The beginnings of the band and a life on the road
In 2017, I found out Serra Petale was creating a new project. I asked her if I could join. I had experience as a punk singer, but with no more than a few bass lessons when I was 14, under my belt, I didn’t know how to play anything. I told her that I wanted to play keytar, so she taught me the songs and then, a few weeks later, we had our first gig supporting The Parrots at Oslo in May 2017.
The other musicians in Los Bitchos were friends who rotated every gig until a year later, when Josefine Jonsson and Nic Crawshaw joined the band.
Then, after Covid-19 had passed, non-stop touring life began.
Life on tour is strange because the days start to blur together. It feels like a long, never-ending day that extends across different cities and countries. You wake up early, get into a van or a plane, travel for hours, arrive at the venue, soundcheck, set up the merch table, find somewhere to have dinner, and play the show. Once in a while, we go to a party afterwards. Then it’s back to the hotel: shower, skincare, some random TV show or a good book, and sleep. The next day, it starts all over again somewhere else.
But it is still fun. Even more so if you are touring with your friends. Thankfully, I am.
Our green room is usually some version of the same spread: olives, hummus, cheese, crisps, cans of Coca-Cola, non alcoholic beers, yoghurt, water, cucumber, tea, bread and sometimes butter, if we are lucky. A bottle of wine, tequila or whiskey sitting somewhere on the table. Oh, and more Coca-Cola.
In the last few years, we’ve toured more countries than I can remember. Every place is fun and magical in its own way, and I always have the best of times in the US, Canada and Mexico. Long drives, big skies, fun stops along the way.

One day, we had a miracle day off. Technically, it was a travel day, so we hopped on the van and ended up at a water park somewhere in Oregon that our lovely tour manager at the time, AAAL, suggested.

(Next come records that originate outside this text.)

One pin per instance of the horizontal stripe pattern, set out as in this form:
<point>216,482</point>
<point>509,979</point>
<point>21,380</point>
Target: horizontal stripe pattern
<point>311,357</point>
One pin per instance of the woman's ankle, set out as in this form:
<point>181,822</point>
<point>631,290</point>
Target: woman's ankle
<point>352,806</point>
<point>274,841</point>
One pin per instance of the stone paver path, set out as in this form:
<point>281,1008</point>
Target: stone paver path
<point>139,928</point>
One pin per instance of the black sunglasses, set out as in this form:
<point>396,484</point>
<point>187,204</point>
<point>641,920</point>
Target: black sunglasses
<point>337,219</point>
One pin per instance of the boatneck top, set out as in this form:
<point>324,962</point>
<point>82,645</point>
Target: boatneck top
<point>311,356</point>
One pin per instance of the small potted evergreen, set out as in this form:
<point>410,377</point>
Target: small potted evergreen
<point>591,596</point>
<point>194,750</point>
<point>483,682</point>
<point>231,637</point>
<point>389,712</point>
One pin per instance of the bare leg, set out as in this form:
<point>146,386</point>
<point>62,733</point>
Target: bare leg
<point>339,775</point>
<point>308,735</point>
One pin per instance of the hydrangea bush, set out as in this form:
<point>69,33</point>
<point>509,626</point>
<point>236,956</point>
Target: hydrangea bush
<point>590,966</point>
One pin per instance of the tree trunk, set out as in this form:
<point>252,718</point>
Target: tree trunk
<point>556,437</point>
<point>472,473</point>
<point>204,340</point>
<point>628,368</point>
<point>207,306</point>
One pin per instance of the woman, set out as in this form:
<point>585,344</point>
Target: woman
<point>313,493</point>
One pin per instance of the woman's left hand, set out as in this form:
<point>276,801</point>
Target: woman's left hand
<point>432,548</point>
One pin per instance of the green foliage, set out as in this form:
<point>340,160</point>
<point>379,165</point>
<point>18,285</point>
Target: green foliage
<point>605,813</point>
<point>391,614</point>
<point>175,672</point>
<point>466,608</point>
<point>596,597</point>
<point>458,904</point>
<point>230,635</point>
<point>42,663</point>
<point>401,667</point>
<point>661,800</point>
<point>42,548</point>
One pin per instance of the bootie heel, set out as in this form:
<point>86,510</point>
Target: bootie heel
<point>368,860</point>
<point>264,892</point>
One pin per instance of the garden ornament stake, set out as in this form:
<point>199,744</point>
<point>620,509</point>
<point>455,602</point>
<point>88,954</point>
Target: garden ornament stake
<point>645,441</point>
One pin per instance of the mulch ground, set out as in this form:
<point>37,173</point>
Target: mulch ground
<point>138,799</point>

The water park instantly reminded me of the Always Sunny in Philadelphia episode: sunburned families, towering slides, and the smell of chlorine everywhere.
Josefine and I went down a very nice, very safe, mildly fun water slide up and down, over and over again, until we noticed this massive, very unsafe, very fun slide. We decided to go, three girls and one inflatable. As soon as we slid down, we all felt intense regret and the strong feeling that this might actually be how we die. Pure adrenaline at its best and worst.
Then we saw Serra and Nic climbing up to try it. We started yelling from below, trying to warn them not to do it, and definitely not backwards, but they couldn’t hear us. The next thing we heard was a loud boom and the sight of Serra’s head hitting the infinite slide. She was alright in the end. But for a startling moment, pure panic arose.
That same day, when, after resting on plastic chairs and eating ice cream at the water park, we went for sushi in the corner of our hotel, we laughed so much we couldn’t breath and even sometimes when we tell the story, we can’t finish it. It is one of those ‘you have to be there to find it funny’ stories. Touring life is full of them.
And that’s what I think a tour is: not big, perfect moments, just a mix of chaotic and not-that-chaotic moments all rolling into one. Bad ideas you commit to, good ideas you commit to, new city, new day, something else happens, or nothing happens at all.
Not even in my wildest five-year-old escarlatina dreams I would have imagined such an amazing life. Tour life is crazy, but it’s good to know you always have your friends at the bottom of the slide.